L’électricité se vend en moyenne entre 3 et 4 cents du kilowattheure sur le marché de la Nouvelle-Angleterre, mais Hydro Québec risque de devoir rembourser 5,5 cents par kilowattheure pour les coûts de construction en territoire américain. À ce prix, elle exporterait à perte.
Le projet en vaut-il la peine? «Ma réponse, c’est non (…) Les prix [de l’électricité] n’ont jamais été si bas», tranche Jean-Thomas Bernard, spécialiste des marchés de l’énergie à l’Université d’Ottawa.
Et dans dix ans, sera-t-il rentable? «Pas impossible», dit l’expert, qui souligne toutefois qu’Hydro tient depuis 15 ans un discours optimiste en raison de politiques plus sévères contre les gaz à effet de serre. Or, constate-t-il, ces dernières tardent à se matérialiser. «Et je doute que ça arrive avec Donald Trump», estime-t-il. Le nouveau président américain a exprimé son intérêt pour les industries du charbon et du pétrole.
Le professeur Bernard rappelle aussi l’importante production d’électricité à partir du gaz naturel en Nouvelle-Angleterre. De plus, il souligne que les sources éolienne et solaire sont en croissance et les coûts de production s’approchent de plus en plus de ceux de l’hydro-électricité.
« BELLES LUNETTES ROSES »
Selon ISO New England, qui supervise le marché de l’énergie dans cette région, entre 2008 et 2016, la valeur du marché de l’énergie a dégringolé de 275 %, passant de 12,1 à 4,1 G$. Depuis 17 ans, jamais l’électricité n’a été aussi abordable dans ce secteur.

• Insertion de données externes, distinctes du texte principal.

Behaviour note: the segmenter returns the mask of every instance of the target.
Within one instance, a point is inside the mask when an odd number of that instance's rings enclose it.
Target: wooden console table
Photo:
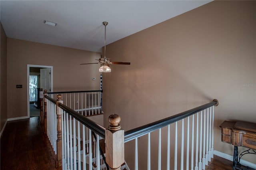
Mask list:
[[[256,150],[256,123],[224,121],[220,127],[222,129],[221,140],[234,145],[233,169],[234,170],[238,168],[238,146]]]

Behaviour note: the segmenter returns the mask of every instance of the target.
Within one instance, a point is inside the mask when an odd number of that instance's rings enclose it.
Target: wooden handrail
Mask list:
[[[61,94],[61,93],[88,93],[88,92],[103,92],[102,90],[88,90],[84,91],[57,91],[55,92],[48,92],[48,94]]]

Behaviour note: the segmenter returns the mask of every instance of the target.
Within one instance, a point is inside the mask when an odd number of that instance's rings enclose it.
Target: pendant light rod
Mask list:
[[[105,39],[104,41],[104,58],[106,58],[106,27],[108,25],[108,23],[106,21],[102,22],[102,24],[105,26]]]

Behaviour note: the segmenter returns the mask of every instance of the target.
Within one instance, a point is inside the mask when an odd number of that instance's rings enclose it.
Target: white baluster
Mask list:
[[[67,125],[67,162],[68,164],[68,170],[69,170],[70,169],[70,148],[71,146],[70,145],[70,142],[69,142],[69,128],[68,127],[68,114],[66,114],[66,125]]]
[[[177,134],[178,126],[177,122],[175,122],[175,144],[174,147],[174,170],[177,170]]]
[[[161,128],[158,137],[158,170],[161,170]]]
[[[92,115],[93,115],[93,92],[92,92]]]
[[[82,92],[81,94],[81,107],[82,107],[82,115],[84,115],[84,114],[83,113],[84,111],[83,111],[83,92]]]
[[[67,128],[66,128],[66,112],[64,112],[63,117],[63,124],[64,126],[64,159],[65,164],[64,164],[64,167],[66,168],[67,167],[68,165],[67,164],[67,160],[68,158],[67,158]],[[62,152],[63,153],[63,152]],[[62,160],[62,164],[63,163],[63,160]],[[63,167],[63,166],[62,166]]]
[[[211,142],[212,142],[212,107],[210,108],[210,121],[209,122],[209,151],[208,152],[208,161],[211,162]]]
[[[148,170],[150,170],[150,133],[148,134]]]
[[[198,170],[198,113],[196,113],[196,162],[195,170]]]
[[[98,92],[98,113],[100,113],[100,92]]]
[[[65,146],[64,146],[64,142],[65,141],[65,135],[64,134],[64,133],[66,133],[66,132],[65,131],[65,130],[66,130],[66,127],[65,128],[64,128],[64,118],[63,117],[63,116],[64,116],[64,115],[63,114],[63,110],[62,110],[62,117],[61,117],[61,129],[62,129],[62,130],[61,130],[61,136],[62,136],[62,139],[61,140],[61,144],[62,145],[62,167],[65,167],[65,159],[64,159],[64,157],[66,156],[66,155],[65,155],[65,151],[64,151],[64,149],[65,149]]]
[[[89,108],[89,115],[90,116],[90,115],[91,115],[91,111],[90,110],[90,101],[91,100],[90,100],[90,92],[88,92],[88,96],[89,96],[89,98],[88,99],[88,108]]]
[[[97,170],[100,170],[100,140],[99,139],[100,136],[97,134]]]
[[[189,117],[188,117],[188,127],[187,128],[187,160],[186,170],[189,169]]]
[[[211,157],[213,158],[213,142],[214,142],[214,106],[212,106],[212,150],[211,150]]]
[[[192,116],[192,134],[191,136],[191,170],[194,169],[194,115]]]
[[[73,148],[73,151],[74,152],[74,169],[76,169],[76,119],[74,118],[73,118],[73,130],[74,130],[74,133],[73,134],[73,145],[74,147]]]
[[[205,155],[205,165],[208,165],[208,148],[209,143],[209,108],[207,108],[207,121],[206,122],[206,146]]]
[[[200,146],[199,146],[199,163],[198,164],[198,170],[202,170],[202,115],[203,111],[201,111],[200,116]]]
[[[89,169],[92,170],[92,131],[89,129]]]
[[[167,132],[167,164],[166,169],[170,170],[170,125],[168,125]]]
[[[83,125],[83,168],[86,169],[86,148],[85,147],[85,126]]]
[[[204,139],[203,140],[203,159],[202,160],[202,168],[203,170],[205,169],[205,140],[206,139],[205,138],[205,109],[204,109]]]
[[[79,103],[79,102],[78,102]],[[81,169],[81,142],[80,140],[80,123],[77,121],[77,153],[78,169]]]
[[[79,93],[77,93],[77,110],[78,111],[78,112],[79,113]]]
[[[180,169],[183,169],[183,159],[184,158],[184,119],[182,120],[181,128],[181,150],[180,150]]]
[[[97,101],[97,100],[97,100],[97,97],[96,97],[96,92],[95,92],[95,97],[94,97],[94,98],[95,99],[95,114],[97,114],[97,107],[97,107],[97,105],[96,105],[97,102],[96,102]]]
[[[85,101],[85,102],[84,102],[84,108],[85,108],[85,116],[87,116],[87,112],[86,111],[86,108],[87,108],[87,103],[86,103],[86,100],[87,99],[87,95],[86,92],[85,93],[84,93],[84,97],[85,97],[85,99],[84,99],[84,101]]]
[[[76,102],[75,98],[76,98],[76,95],[75,93],[74,93],[74,109],[73,110],[76,110]]]
[[[135,170],[138,170],[138,138],[135,138]]]

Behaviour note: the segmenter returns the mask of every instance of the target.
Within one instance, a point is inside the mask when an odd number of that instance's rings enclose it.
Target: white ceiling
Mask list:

Hydro porte donc de «belles lunettes roses», selon l’image de Jean-Pierre Finet, analyste en gestion de l’énergie pour le Regroupement des organismes environnementaux en énergie. «La profitabilité des exportations repose essentiellement sur la perspective d’hivers rigoureux, ce qui a été le cas la dernière fois à l’hiver 2013-2014 et qui ne sera pas nécessairement le cas de façon soutenue au cours des prochaines années.»
De son côté, le porte-parole d’Hydro Québec, Serge Abergel, maintient que la Nouvelle-Angleterre a un intérêt très marqué pour les énergies renouvelables.
Si Hydro cherche à réaliser ce projet, «c’est parce qu’on pense que c’est intéressant» et «profitable», insiste-t-il.
Certes, les prix sont moins intéressants, mais même dans ce marché, il y a des occasions à saisir, soutient-il.
M. Abergel rappelle que les exportations hors Québec, en 2015, ont rapporté 900 M$ de bénéfice à la société d’État, dont la moitié provenait des marchés de la Nouvelle-Angleterre. Ces bénéfices ont baissé de 79 M$ entre les trois premiers trimestres de 2015 et ceux de 2016.